If Bitcoin can be mined in a factory in frigid Iceland, then the panettone mines must in the hills outside Milan. There, robot workers shape them into cylinders, pack them into boxes, and ship them all over the world. Then they sit on shelves for a few months before being gifted, and re-gifted, over and over. By the time they reach the table, they're dry and flavorless. The best use for them is to be turned into bread pudding (or ice cream).
Luckily, in New York we have a plethora of bakeries making fresh and fragrant panettones that put to shame the industrial version. This year, I bestow my "Best Panettone" award to Il Buco Alimentari's Chocolate Panettone ($25). Crafted by master baker Kamel Saci, this loaf conceals delights under a crust sprinkled with sugar crystals. The crumb is soft, only a touch sweet, and rich with cocoa powder, giving it a deep chocolate flavor. It's dotted here and there with chunks of 74% chocolate, which are offset by a liberal dose of chopped candied ginger.
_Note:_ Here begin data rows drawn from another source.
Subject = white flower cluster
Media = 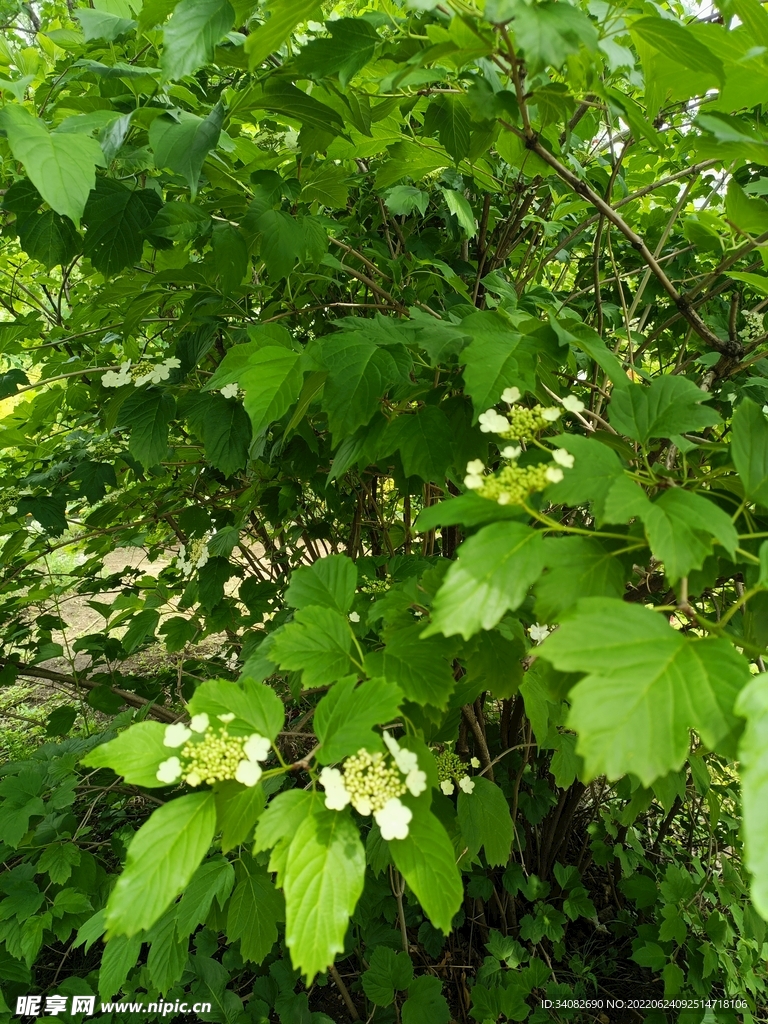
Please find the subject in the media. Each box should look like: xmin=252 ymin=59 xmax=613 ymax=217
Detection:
xmin=464 ymin=444 xmax=573 ymax=505
xmin=319 ymin=732 xmax=427 ymax=840
xmin=435 ymin=751 xmax=480 ymax=797
xmin=101 ymin=355 xmax=181 ymax=387
xmin=157 ymin=712 xmax=271 ymax=786
xmin=177 ymin=534 xmax=212 ymax=575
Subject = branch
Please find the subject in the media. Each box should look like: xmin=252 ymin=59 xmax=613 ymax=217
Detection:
xmin=501 ymin=121 xmax=741 ymax=357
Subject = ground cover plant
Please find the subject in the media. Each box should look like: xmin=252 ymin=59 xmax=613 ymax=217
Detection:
xmin=0 ymin=0 xmax=768 ymax=1024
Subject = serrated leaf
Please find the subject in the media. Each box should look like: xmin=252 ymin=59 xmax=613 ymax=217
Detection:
xmin=389 ymin=806 xmax=464 ymax=935
xmin=458 ymin=776 xmax=513 ymax=867
xmin=226 ymin=862 xmax=285 ymax=964
xmin=314 ymin=676 xmax=402 ymax=764
xmin=0 ymin=103 xmax=103 ymax=224
xmin=283 ymin=810 xmax=366 ymax=981
xmin=286 ymin=555 xmax=357 ymax=615
xmin=269 ymin=605 xmax=352 ymax=688
xmin=150 ymin=104 xmax=228 ymax=199
xmin=106 ymin=793 xmax=216 ymax=936
xmin=422 ymin=522 xmax=544 ymax=640
xmin=731 ymin=398 xmax=768 ymax=505
xmin=608 ymin=374 xmax=720 ymax=444
xmin=160 ymin=0 xmax=234 ymax=81
xmin=82 ymin=722 xmax=171 ymax=786
xmin=538 ymin=597 xmax=749 ymax=786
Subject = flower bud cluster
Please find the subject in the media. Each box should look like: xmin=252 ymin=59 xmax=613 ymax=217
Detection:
xmin=738 ymin=309 xmax=765 ymax=344
xmin=319 ymin=732 xmax=427 ymax=840
xmin=435 ymin=751 xmax=480 ymax=797
xmin=157 ymin=713 xmax=270 ymax=786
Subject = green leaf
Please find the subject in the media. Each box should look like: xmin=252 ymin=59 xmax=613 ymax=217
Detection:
xmin=731 ymin=398 xmax=768 ymax=505
xmin=296 ymin=17 xmax=379 ymax=89
xmin=98 ymin=935 xmax=141 ymax=999
xmin=173 ymin=856 xmax=234 ymax=939
xmin=286 ymin=555 xmax=357 ymax=615
xmin=514 ymin=0 xmax=597 ymax=72
xmin=283 ymin=810 xmax=366 ymax=982
xmin=321 ymin=332 xmax=409 ymax=440
xmin=239 ymin=345 xmax=302 ymax=437
xmin=82 ymin=722 xmax=171 ymax=787
xmin=389 ymin=806 xmax=464 ymax=935
xmin=424 ymin=93 xmax=474 ymax=161
xmin=119 ymin=387 xmax=176 ymax=469
xmin=422 ymin=522 xmax=544 ymax=640
xmin=609 ymin=374 xmax=720 ymax=444
xmin=106 ymin=793 xmax=216 ymax=936
xmin=366 ymin=623 xmax=456 ymax=709
xmin=461 ymin=312 xmax=536 ymax=420
xmin=647 ymin=487 xmax=738 ymax=585
xmin=0 ymin=103 xmax=103 ymax=224
xmin=400 ymin=974 xmax=451 ymax=1024
xmin=245 ymin=0 xmax=319 ymax=69
xmin=73 ymin=7 xmax=136 ymax=43
xmin=226 ymin=861 xmax=285 ymax=964
xmin=314 ymin=676 xmax=402 ymax=764
xmin=458 ymin=775 xmax=513 ymax=867
xmin=631 ymin=17 xmax=725 ymax=85
xmin=16 ymin=210 xmax=80 ymax=270
xmin=150 ymin=105 xmax=224 ymax=199
xmin=360 ymin=946 xmax=414 ymax=1007
xmin=269 ymin=605 xmax=352 ymax=688
xmin=147 ymin=907 xmax=189 ymax=992
xmin=160 ymin=0 xmax=234 ymax=81
xmin=188 ymin=677 xmax=285 ymax=742
xmin=380 ymin=406 xmax=454 ymax=482
xmin=536 ymin=537 xmax=626 ymax=623
xmin=538 ymin=597 xmax=750 ymax=786
xmin=736 ymin=673 xmax=768 ymax=919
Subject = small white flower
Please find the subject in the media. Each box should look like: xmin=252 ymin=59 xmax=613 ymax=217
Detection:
xmin=319 ymin=768 xmax=350 ymax=811
xmin=101 ymin=359 xmax=131 ymax=387
xmin=156 ymin=758 xmax=181 ymax=783
xmin=243 ymin=732 xmax=271 ymax=761
xmin=477 ymin=409 xmax=509 ymax=434
xmin=234 ymin=761 xmax=261 ymax=787
xmin=502 ymin=444 xmax=522 ymax=462
xmin=502 ymin=387 xmax=520 ymax=406
xmin=189 ymin=712 xmax=211 ymax=732
xmin=406 ymin=768 xmax=427 ymax=797
xmin=374 ymin=797 xmax=414 ymax=841
xmin=542 ymin=406 xmax=561 ymax=423
xmin=163 ymin=722 xmax=191 ymax=746
xmin=562 ymin=394 xmax=587 ymax=413
xmin=552 ymin=449 xmax=573 ymax=469
xmin=384 ymin=729 xmax=419 ymax=775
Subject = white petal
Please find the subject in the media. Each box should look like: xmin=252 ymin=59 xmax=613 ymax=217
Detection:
xmin=234 ymin=761 xmax=261 ymax=786
xmin=243 ymin=732 xmax=271 ymax=761
xmin=156 ymin=758 xmax=181 ymax=783
xmin=163 ymin=722 xmax=191 ymax=746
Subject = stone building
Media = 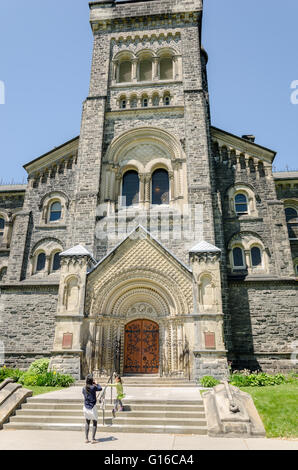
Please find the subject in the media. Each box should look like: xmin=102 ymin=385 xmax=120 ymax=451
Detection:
xmin=0 ymin=0 xmax=298 ymax=379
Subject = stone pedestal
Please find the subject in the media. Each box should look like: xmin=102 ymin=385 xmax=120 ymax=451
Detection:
xmin=190 ymin=241 xmax=228 ymax=379
xmin=50 ymin=245 xmax=94 ymax=379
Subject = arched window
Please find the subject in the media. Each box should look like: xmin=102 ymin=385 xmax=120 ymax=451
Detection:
xmin=139 ymin=59 xmax=152 ymax=82
xmin=152 ymin=94 xmax=159 ymax=106
xmin=52 ymin=252 xmax=61 ymax=271
xmin=250 ymin=246 xmax=262 ymax=268
xmin=50 ymin=202 xmax=62 ymax=222
xmin=159 ymin=57 xmax=173 ymax=80
xmin=0 ymin=267 xmax=7 ymax=282
xmin=152 ymin=170 xmax=170 ymax=204
xmin=119 ymin=60 xmax=132 ymax=83
xmin=285 ymin=207 xmax=298 ymax=240
xmin=120 ymin=98 xmax=127 ymax=109
xmin=0 ymin=217 xmax=5 ymax=239
xmin=286 ymin=207 xmax=298 ymax=222
xmin=122 ymin=170 xmax=140 ymax=207
xmin=36 ymin=253 xmax=46 ymax=272
xmin=142 ymin=96 xmax=149 ymax=108
xmin=163 ymin=95 xmax=171 ymax=106
xmin=130 ymin=95 xmax=138 ymax=108
xmin=233 ymin=247 xmax=245 ymax=269
xmin=235 ymin=194 xmax=248 ymax=215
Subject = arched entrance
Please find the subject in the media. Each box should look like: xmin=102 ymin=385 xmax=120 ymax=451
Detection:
xmin=124 ymin=319 xmax=159 ymax=374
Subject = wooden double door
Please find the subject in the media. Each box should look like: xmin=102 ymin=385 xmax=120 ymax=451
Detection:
xmin=124 ymin=320 xmax=159 ymax=374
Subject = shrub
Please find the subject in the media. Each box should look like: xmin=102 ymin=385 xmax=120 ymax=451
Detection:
xmin=20 ymin=369 xmax=74 ymax=387
xmin=200 ymin=375 xmax=220 ymax=388
xmin=230 ymin=372 xmax=289 ymax=387
xmin=28 ymin=359 xmax=50 ymax=374
xmin=19 ymin=372 xmax=38 ymax=387
xmin=0 ymin=366 xmax=24 ymax=382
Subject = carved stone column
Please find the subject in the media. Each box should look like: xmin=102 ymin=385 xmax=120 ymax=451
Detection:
xmin=50 ymin=245 xmax=95 ymax=379
xmin=190 ymin=241 xmax=228 ymax=378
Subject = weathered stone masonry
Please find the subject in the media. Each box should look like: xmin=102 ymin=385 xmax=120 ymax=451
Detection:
xmin=0 ymin=0 xmax=298 ymax=378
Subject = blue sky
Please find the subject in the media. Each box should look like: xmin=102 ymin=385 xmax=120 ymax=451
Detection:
xmin=0 ymin=0 xmax=298 ymax=182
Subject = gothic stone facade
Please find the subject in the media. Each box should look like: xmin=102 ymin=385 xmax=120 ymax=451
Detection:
xmin=0 ymin=0 xmax=298 ymax=378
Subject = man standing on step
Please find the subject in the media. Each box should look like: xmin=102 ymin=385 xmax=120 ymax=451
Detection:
xmin=82 ymin=374 xmax=102 ymax=444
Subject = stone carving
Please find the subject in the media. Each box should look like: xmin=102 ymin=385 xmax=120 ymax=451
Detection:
xmin=203 ymin=382 xmax=266 ymax=437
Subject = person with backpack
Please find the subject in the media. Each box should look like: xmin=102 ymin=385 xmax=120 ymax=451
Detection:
xmin=82 ymin=374 xmax=102 ymax=444
xmin=109 ymin=375 xmax=125 ymax=418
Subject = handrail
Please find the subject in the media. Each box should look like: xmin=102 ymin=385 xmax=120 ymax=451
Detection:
xmin=99 ymin=372 xmax=115 ymax=426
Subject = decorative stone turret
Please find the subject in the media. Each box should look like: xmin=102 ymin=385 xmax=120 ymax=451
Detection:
xmin=50 ymin=245 xmax=95 ymax=379
xmin=190 ymin=241 xmax=228 ymax=378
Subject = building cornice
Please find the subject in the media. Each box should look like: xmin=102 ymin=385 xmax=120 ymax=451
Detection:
xmin=24 ymin=136 xmax=80 ymax=175
xmin=211 ymin=126 xmax=276 ymax=164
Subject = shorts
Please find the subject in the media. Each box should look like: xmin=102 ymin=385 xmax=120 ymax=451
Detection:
xmin=83 ymin=405 xmax=98 ymax=421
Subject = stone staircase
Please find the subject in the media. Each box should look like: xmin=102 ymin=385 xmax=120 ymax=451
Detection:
xmin=73 ymin=375 xmax=196 ymax=388
xmin=4 ymin=397 xmax=207 ymax=435
xmin=4 ymin=375 xmax=207 ymax=435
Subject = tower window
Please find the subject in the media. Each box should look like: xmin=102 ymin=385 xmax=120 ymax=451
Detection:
xmin=286 ymin=207 xmax=297 ymax=222
xmin=152 ymin=170 xmax=170 ymax=205
xmin=0 ymin=267 xmax=7 ymax=282
xmin=163 ymin=95 xmax=171 ymax=106
xmin=53 ymin=253 xmax=61 ymax=271
xmin=251 ymin=246 xmax=262 ymax=268
xmin=119 ymin=61 xmax=132 ymax=83
xmin=36 ymin=253 xmax=46 ymax=272
xmin=159 ymin=58 xmax=173 ymax=80
xmin=50 ymin=202 xmax=62 ymax=222
xmin=122 ymin=170 xmax=140 ymax=207
xmin=0 ymin=217 xmax=5 ymax=239
xmin=140 ymin=60 xmax=152 ymax=82
xmin=285 ymin=207 xmax=298 ymax=240
xmin=235 ymin=194 xmax=248 ymax=215
xmin=233 ymin=247 xmax=245 ymax=268
xmin=130 ymin=96 xmax=138 ymax=108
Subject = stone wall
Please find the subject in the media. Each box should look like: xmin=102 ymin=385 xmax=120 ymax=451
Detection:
xmin=0 ymin=285 xmax=58 ymax=369
xmin=229 ymin=281 xmax=298 ymax=372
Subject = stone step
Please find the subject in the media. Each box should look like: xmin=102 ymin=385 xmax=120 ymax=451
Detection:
xmin=4 ymin=422 xmax=207 ymax=435
xmin=22 ymin=401 xmax=204 ymax=412
xmin=18 ymin=407 xmax=205 ymax=418
xmin=27 ymin=397 xmax=203 ymax=406
xmin=10 ymin=414 xmax=206 ymax=429
xmin=73 ymin=381 xmax=199 ymax=388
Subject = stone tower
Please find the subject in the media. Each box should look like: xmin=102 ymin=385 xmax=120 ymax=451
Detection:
xmin=72 ymin=0 xmax=215 ymax=262
xmin=47 ymin=0 xmax=226 ymax=377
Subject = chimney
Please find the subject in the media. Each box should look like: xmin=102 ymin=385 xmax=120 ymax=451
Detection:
xmin=242 ymin=135 xmax=256 ymax=143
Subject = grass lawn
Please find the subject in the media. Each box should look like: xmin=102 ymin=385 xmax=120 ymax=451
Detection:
xmin=241 ymin=384 xmax=298 ymax=438
xmin=25 ymin=385 xmax=62 ymax=396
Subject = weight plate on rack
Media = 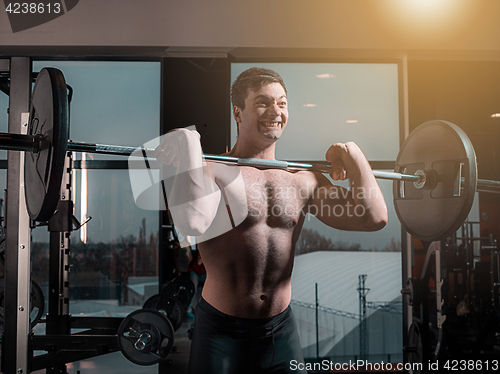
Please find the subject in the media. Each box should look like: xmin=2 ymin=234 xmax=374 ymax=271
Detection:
xmin=118 ymin=309 xmax=174 ymax=365
xmin=24 ymin=68 xmax=69 ymax=221
xmin=143 ymin=294 xmax=183 ymax=331
xmin=393 ymin=120 xmax=477 ymax=242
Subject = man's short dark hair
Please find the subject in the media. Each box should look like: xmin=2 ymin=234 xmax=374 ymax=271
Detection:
xmin=231 ymin=68 xmax=286 ymax=110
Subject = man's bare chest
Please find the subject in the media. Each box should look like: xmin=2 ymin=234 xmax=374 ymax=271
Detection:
xmin=240 ymin=167 xmax=310 ymax=228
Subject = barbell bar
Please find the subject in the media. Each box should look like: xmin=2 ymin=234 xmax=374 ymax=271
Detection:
xmin=0 ymin=68 xmax=500 ymax=241
xmin=0 ymin=133 xmax=422 ymax=182
xmin=7 ymin=133 xmax=500 ymax=193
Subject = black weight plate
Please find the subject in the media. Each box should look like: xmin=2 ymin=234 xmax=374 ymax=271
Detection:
xmin=24 ymin=68 xmax=69 ymax=221
xmin=172 ymin=275 xmax=195 ymax=309
xmin=161 ymin=282 xmax=179 ymax=297
xmin=118 ymin=309 xmax=174 ymax=365
xmin=143 ymin=294 xmax=183 ymax=331
xmin=393 ymin=120 xmax=477 ymax=242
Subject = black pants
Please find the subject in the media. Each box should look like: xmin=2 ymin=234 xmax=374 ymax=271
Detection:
xmin=189 ymin=298 xmax=307 ymax=374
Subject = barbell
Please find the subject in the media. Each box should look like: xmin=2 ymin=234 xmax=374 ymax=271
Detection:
xmin=0 ymin=68 xmax=500 ymax=242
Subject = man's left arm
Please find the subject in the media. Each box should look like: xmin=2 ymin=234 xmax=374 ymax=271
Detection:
xmin=308 ymin=142 xmax=387 ymax=231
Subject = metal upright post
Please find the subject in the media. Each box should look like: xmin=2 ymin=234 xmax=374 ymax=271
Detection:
xmin=358 ymin=274 xmax=370 ymax=360
xmin=46 ymin=152 xmax=73 ymax=374
xmin=2 ymin=57 xmax=31 ymax=374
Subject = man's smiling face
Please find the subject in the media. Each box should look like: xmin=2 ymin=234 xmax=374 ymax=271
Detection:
xmin=234 ymin=83 xmax=288 ymax=146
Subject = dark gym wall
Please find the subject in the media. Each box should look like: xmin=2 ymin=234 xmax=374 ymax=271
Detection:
xmin=408 ymin=61 xmax=500 ymax=237
xmin=162 ymin=58 xmax=231 ymax=154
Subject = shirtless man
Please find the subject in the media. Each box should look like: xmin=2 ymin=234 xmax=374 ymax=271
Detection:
xmin=157 ymin=68 xmax=387 ymax=374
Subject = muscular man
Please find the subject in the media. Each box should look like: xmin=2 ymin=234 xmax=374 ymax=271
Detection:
xmin=157 ymin=68 xmax=387 ymax=374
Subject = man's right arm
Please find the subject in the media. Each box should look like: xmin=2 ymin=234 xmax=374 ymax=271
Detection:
xmin=155 ymin=129 xmax=221 ymax=236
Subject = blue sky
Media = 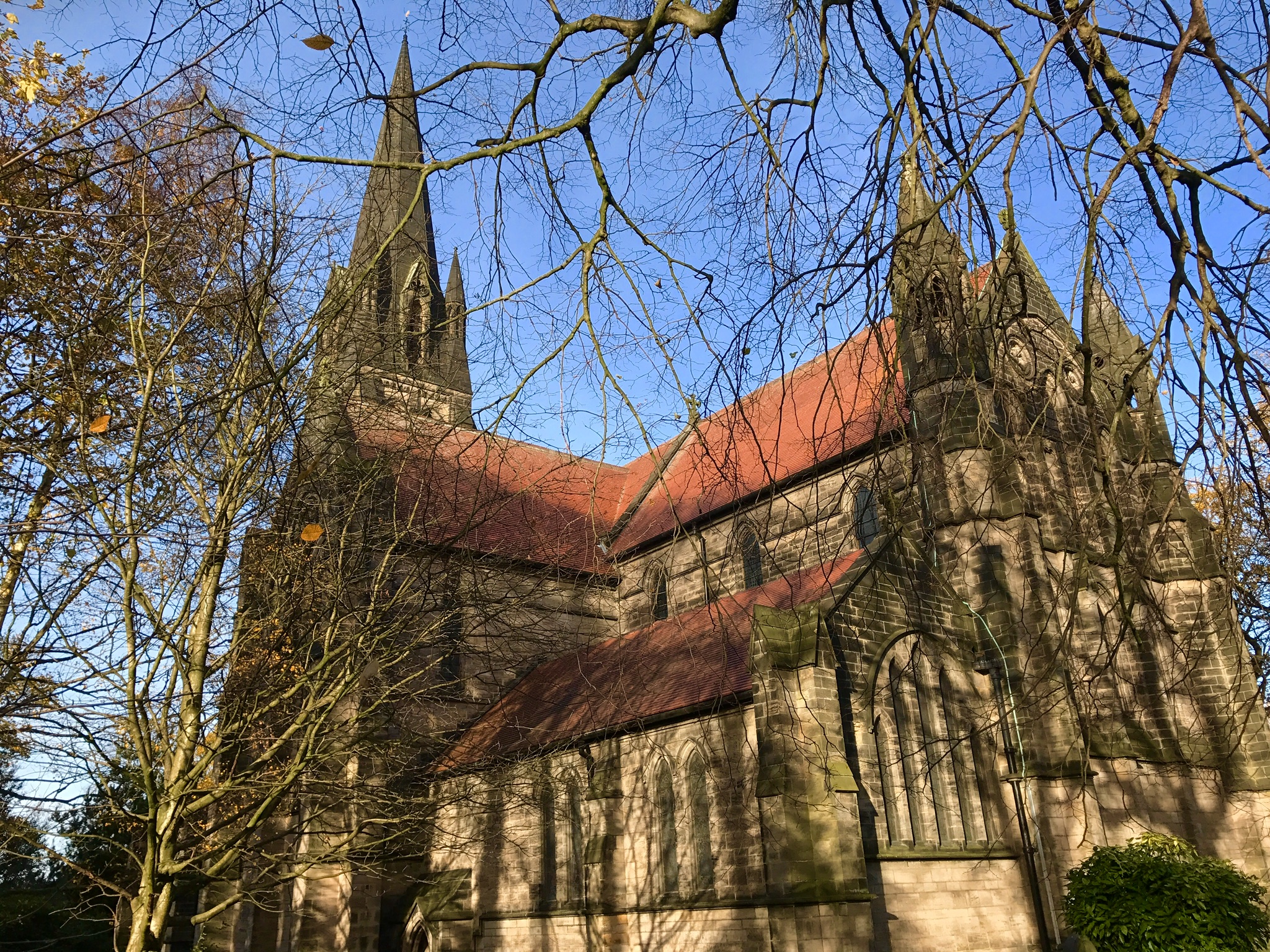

It's decadent without overwhelming you with too much fat or sugar.
Kamel also reveals his subtle touch with his new Almond Date Bread ($8.50). This is a whole wheat bread into which Kamel has mixed finely chopped medjool dates, giving it a slight but rich sweetness. To complement the crunchy crust, he also adds coarsely chopped roasted almonds, which blend well with the flavor of the whole wheat. It goes well with both sweet and savory, but I'm going with a smear of ricotta drizzled with honey.
Both breads are available through January 1st.